In the placebo group, OxPL-apoB was a significant predictor of MACE specifically when Lp(a) levels were below the median. Conversely, when Lp(a) was already high, the additional predictive value of OxPL-apoB was diminished. This suggests that in patients with lower Lp(a), the “quality” or inflammatory state of the apoB particles (represented by OxPL) becomes a dominant risk factor.
Clinical Implications and Treatment Abrogation
Perhaps the most clinically relevant finding was that in the alirocumab group, neither OxPL-apoB nor Lp(a) remained significantly associated with the risk of MACE. The hazard ratios for these biomarkers effectively dropped to unity. This implies that the administration of a PCSK9 inhibitor like alirocumab “abrogates” or neutralizes the risk associated with these pro-inflammatory markers.
This neutralization may occur through two mechanisms: first, the absolute reduction in the number of particles carrying OxPL, and second, the profound lowering of LDL-C, which may change the overall atherogenic environment such that the residual inflammatory signals from OxPL are no longer sufficient to trigger clinical events.
Expert Commentary and Mechanistic Insights
From a mechanistic perspective, OxPLs are known to be sequestered on the apo(a) component of Lp(a). These phospholipids are highly reactive and promote endothelial dysfunction, monocyte recruitment, and the transformation of macrophages into foam cells within the arterial wall. By measuring OxPL-apoB, clinicians are essentially measuring the “inflammatory payload” of the atherogenic lipoprotein profile.
The fact that OxPL-apoB predicts risk primarily when Lp(a) is low is particularly intriguing. It suggests that in the absence of high Lp(a) concentrations, other apoB-containing particles (such as LDL or VLDL) may carry enough OxPL to contribute to the progression of atherosclerosis and the precipitation of ACS. Alirocumab’s ability to disconnect these biomarkers from clinical outcomes provides a strong rationale for its use in high-risk post-ACS patients, regardless of their baseline Lp(a) or OxPL status.
However, it should be noted that while alirocumab reduces these levels, it does not eliminate them.

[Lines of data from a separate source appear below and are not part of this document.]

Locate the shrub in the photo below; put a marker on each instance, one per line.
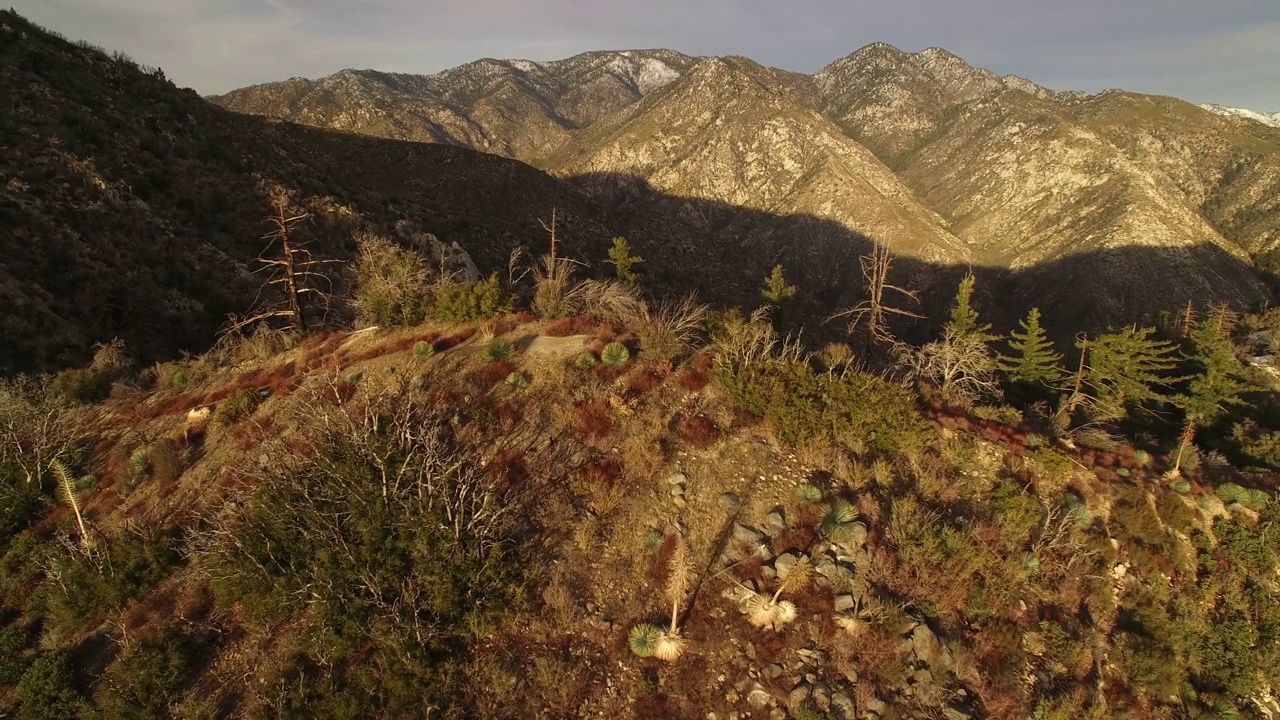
(237, 406)
(615, 355)
(462, 302)
(46, 689)
(499, 350)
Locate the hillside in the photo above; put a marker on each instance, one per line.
(133, 209)
(511, 518)
(1057, 196)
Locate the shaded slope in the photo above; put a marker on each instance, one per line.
(132, 208)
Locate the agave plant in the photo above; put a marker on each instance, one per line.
(644, 639)
(667, 643)
(768, 611)
(615, 355)
(840, 520)
(67, 490)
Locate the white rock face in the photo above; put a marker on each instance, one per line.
(1271, 119)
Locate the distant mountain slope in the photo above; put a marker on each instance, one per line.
(132, 209)
(1270, 119)
(991, 171)
(515, 108)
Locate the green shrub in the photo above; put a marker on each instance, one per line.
(464, 302)
(46, 689)
(81, 384)
(145, 682)
(499, 350)
(13, 645)
(392, 285)
(859, 410)
(237, 406)
(90, 588)
(615, 355)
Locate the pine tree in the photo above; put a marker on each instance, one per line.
(1128, 368)
(964, 319)
(1033, 360)
(776, 288)
(1215, 384)
(624, 260)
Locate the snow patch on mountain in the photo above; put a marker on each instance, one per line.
(647, 73)
(1271, 119)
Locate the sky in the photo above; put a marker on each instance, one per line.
(1224, 51)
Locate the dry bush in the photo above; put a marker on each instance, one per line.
(643, 381)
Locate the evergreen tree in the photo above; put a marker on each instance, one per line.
(776, 288)
(1128, 368)
(1215, 384)
(1033, 360)
(964, 319)
(624, 260)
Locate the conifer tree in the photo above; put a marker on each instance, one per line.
(776, 288)
(1033, 360)
(624, 260)
(1128, 368)
(1215, 384)
(964, 319)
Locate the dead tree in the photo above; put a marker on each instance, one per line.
(873, 313)
(295, 277)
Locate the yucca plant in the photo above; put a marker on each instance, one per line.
(768, 611)
(680, 569)
(499, 350)
(68, 492)
(644, 639)
(615, 355)
(840, 520)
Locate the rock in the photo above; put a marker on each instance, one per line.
(784, 564)
(730, 502)
(775, 523)
(758, 696)
(748, 536)
(842, 707)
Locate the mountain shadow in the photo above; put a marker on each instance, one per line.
(725, 251)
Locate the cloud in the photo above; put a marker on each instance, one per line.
(1225, 51)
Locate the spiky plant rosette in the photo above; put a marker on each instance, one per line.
(644, 638)
(768, 611)
(840, 520)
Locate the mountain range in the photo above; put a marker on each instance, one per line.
(1100, 209)
(1088, 201)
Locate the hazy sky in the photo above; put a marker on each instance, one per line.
(1205, 50)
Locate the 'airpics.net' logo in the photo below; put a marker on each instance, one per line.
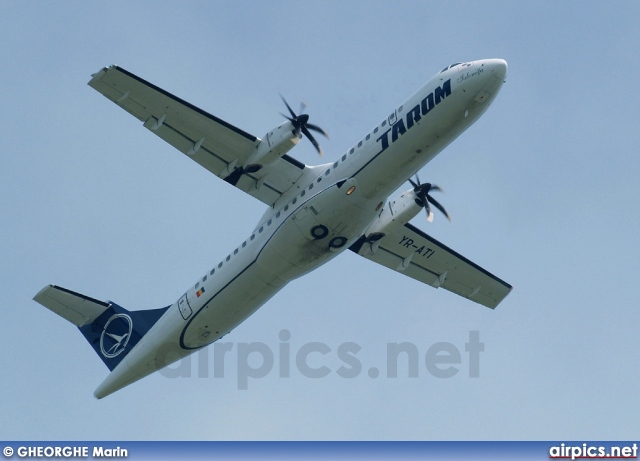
(115, 335)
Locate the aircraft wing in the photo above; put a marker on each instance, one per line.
(213, 143)
(411, 252)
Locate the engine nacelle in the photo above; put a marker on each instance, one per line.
(274, 145)
(395, 213)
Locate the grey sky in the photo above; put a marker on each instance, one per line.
(542, 191)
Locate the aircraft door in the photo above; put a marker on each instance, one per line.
(184, 307)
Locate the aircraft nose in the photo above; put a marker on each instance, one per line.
(498, 67)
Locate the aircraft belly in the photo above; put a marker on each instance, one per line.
(294, 251)
(229, 306)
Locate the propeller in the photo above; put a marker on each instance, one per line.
(301, 125)
(422, 191)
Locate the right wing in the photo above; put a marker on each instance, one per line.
(413, 253)
(211, 142)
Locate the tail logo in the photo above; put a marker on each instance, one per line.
(115, 335)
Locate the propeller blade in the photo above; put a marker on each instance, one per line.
(422, 191)
(430, 217)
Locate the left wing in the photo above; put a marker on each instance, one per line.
(411, 252)
(215, 144)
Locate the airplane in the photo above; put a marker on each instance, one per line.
(314, 213)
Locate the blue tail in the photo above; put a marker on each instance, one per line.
(111, 330)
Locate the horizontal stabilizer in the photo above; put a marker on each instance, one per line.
(74, 307)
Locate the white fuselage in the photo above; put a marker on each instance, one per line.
(283, 247)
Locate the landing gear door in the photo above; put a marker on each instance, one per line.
(184, 307)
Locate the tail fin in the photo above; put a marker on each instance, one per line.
(111, 330)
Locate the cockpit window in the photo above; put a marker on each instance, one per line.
(451, 66)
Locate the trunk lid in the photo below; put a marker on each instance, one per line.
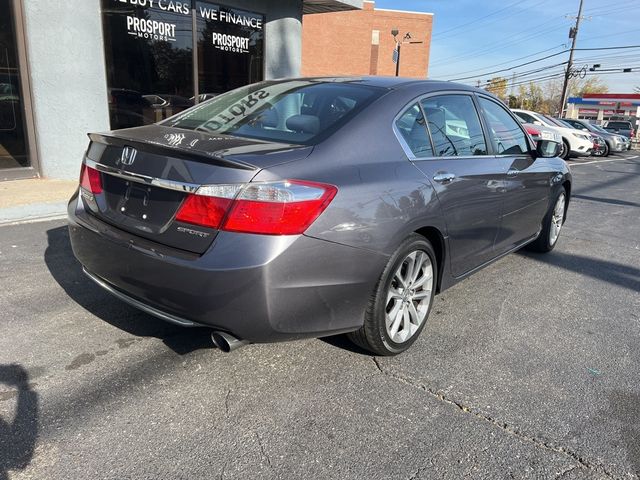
(148, 172)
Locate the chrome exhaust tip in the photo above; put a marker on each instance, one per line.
(226, 342)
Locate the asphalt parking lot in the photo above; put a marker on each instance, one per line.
(528, 369)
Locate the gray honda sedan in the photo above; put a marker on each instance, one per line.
(314, 206)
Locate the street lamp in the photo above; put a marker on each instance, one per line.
(396, 52)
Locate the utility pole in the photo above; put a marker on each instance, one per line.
(573, 34)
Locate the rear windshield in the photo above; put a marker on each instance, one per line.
(619, 125)
(296, 111)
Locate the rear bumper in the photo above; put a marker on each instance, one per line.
(259, 288)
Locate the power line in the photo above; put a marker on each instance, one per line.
(509, 61)
(510, 68)
(573, 34)
(498, 45)
(475, 21)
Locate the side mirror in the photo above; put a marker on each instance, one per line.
(547, 149)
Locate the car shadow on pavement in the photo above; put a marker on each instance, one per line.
(611, 201)
(343, 343)
(616, 273)
(18, 436)
(67, 272)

Targeted therapies specifically designed to lower Lp(a) by 80-90% (such as antisense oligonucleotides or siRNA) are currently in Phase 3 trials. These upcoming data will help clarify whether further reducing the OxPL burden can yield even greater cardiovascular benefits than those seen with PCSK9 inhibitors.
Conclusion
In summary, the ODYSSEY OUTCOMES analysis demonstrates that OxPL-apoB is a valuable biomarker for identifying residual inflammatory risk in ACS patients on optimized statin therapy. While its risk is closely tied to Lp(a), its independent predictive power in patients with lower Lp(a) levels highlights a previously underappreciated facet of cardiovascular risk. Most importantly, the study confirms that PCSK9 inhibition with alirocumab effectively mitigates the risk associated with these particles, providing a robust therapeutic strategy for secondary prevention.
Funding and Clinical Trial Information
The ODYSSEY OUTCOMES trial was funded by Sanofi and Regeneron Pharmaceuticals, Inc.
ClinicalTrials.gov Identifiers: NCT01663402 and NCT00001747.
References
1. Tsimikas S, et al. Oxidized Phospholipids, Lipoprotein(a), and Cardiovascular Outcomes After Acute Coronary Syndrome. Circulation. 2025;152(24):1666-1678.
2. Schwartz GG, et al. Alirocumab and Cardiovascular Outcomes after Acute Coronary Syndrome. N Engl J Med. 2018;379:2097-2107.
3. Bittner VA, et al. Effect of Alirocumab on Lipoprotein(a) and Cardiovascular Outcomes After Acute Coronary Syndrome. J Am Coll Cardiol. 2020;75(2):133-144.